En las primeras vacaciones en las que se pudo viajar tras el confinamiento, Esmeralda se rompió un pie y tuvo que quedarse en casa. Para animarla, su madre le prometió unas vacaciones especiales al año siguiente, pero no le reveló el destino. Con todo lo que ocurrió durante el curso, Esmeralda se había olvidado de aquella sorpresa, hasta que sus padres la dejaron en el aeropuerto con un billete con destino a Génova, desde donde regresaría al pueblo de su familia en el que solía pasar los veranos.
Hace años que no ve a sus primos, desde aquella discusión entre sus padres que inexplicablemente los separó y que les haría no volver más al lugar en el que crearon muchos recuerdos felices.

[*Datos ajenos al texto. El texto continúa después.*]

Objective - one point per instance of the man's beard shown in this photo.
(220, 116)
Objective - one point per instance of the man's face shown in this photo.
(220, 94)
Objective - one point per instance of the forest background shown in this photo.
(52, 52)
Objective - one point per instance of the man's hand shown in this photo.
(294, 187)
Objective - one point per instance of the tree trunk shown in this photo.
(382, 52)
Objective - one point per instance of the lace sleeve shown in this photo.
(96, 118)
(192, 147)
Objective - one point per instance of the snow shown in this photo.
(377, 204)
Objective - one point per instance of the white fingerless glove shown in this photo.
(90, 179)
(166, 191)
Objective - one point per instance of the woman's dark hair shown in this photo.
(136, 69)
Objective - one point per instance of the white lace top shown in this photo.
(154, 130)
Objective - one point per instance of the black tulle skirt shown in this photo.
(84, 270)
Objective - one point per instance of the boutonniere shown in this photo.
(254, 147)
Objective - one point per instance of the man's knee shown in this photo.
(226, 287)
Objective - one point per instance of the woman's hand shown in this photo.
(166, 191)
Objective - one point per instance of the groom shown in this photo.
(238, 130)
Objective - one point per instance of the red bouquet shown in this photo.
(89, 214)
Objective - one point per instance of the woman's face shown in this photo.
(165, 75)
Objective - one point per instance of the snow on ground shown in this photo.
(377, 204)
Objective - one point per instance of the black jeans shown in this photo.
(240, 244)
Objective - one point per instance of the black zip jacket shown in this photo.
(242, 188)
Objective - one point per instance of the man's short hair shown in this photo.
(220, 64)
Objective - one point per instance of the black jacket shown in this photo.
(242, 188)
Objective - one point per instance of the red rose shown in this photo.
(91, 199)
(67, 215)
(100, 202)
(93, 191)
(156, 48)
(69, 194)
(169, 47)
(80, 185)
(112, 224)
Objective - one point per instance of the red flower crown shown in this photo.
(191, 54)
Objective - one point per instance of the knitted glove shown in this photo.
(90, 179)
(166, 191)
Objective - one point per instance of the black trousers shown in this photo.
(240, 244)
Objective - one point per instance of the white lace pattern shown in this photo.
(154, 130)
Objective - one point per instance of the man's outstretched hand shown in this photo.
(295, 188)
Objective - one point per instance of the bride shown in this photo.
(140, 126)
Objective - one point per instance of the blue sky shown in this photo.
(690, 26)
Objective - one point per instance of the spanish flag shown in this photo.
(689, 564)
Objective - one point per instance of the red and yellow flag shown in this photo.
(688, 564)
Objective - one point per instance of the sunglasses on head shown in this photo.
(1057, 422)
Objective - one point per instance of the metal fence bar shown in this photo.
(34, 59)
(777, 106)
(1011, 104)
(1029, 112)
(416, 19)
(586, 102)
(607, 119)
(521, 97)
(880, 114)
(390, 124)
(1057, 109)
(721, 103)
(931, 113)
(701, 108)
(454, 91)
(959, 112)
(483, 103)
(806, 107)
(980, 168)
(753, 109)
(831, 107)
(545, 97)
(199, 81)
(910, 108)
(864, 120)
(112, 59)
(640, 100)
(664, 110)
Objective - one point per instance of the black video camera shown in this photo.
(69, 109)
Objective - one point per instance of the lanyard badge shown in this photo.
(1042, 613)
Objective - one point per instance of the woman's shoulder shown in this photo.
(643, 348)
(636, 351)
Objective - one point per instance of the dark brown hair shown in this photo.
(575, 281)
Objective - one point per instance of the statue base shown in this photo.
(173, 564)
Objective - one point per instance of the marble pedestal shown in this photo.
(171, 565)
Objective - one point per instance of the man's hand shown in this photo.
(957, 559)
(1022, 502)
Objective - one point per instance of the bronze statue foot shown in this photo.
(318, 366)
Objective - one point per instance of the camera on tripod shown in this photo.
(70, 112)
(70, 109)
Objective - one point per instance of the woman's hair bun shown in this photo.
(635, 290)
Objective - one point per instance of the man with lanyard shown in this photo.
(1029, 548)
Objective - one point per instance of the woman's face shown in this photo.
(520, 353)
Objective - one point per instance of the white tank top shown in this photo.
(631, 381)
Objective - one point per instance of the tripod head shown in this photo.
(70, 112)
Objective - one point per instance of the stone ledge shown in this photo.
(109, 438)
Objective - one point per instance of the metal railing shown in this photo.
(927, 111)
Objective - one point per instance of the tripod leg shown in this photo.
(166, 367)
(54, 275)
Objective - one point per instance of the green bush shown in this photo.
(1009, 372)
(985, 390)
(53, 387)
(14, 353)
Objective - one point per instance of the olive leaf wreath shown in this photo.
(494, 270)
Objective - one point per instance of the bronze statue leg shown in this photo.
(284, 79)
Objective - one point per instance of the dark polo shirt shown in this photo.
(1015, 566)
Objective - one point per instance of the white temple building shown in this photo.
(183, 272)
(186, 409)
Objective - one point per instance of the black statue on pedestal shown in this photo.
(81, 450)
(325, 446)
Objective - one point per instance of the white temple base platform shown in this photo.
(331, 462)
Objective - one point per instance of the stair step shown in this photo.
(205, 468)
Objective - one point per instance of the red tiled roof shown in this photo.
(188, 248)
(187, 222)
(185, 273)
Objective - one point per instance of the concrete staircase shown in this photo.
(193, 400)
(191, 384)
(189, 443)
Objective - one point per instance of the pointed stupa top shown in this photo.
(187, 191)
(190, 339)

Pero ese verano Esmeralda tiene la oportunidad de reencontrarse con la familia a la que tanto había echado de menos, de saber qué pasó realmente hace años y, lo más extraño de todo, de descubrir por qué Dorotea, una vecina de la que se dice que tiene poderes de bruja, niega su propio nombre.
Esmeralda no es tanto una novela oscura como una historia en la que el drama y la intriga están presentes desde que la protagonista emprende su viaje. Y es que cada personaje guarda algo que, más tarde o más temprano, debe salir a la luz para que los fantasmas del pueblo puedan volver a descansar.
Sin embargo, la corta extensión de la novela no permite que los personajes ni el suspense se desarrollen todo lo que podrían. Esto ocurre sobre todo con Dorotea, cuya vida y personalidad se narran en unos pocos capítulos, pero que podría ser perfectamente la protagonista de una obra más extensa.
En definitiva, Esmeralda es una historia corta perfecta para leer en una tarde de verano, en la que el drama y la nostalgia están garantizados.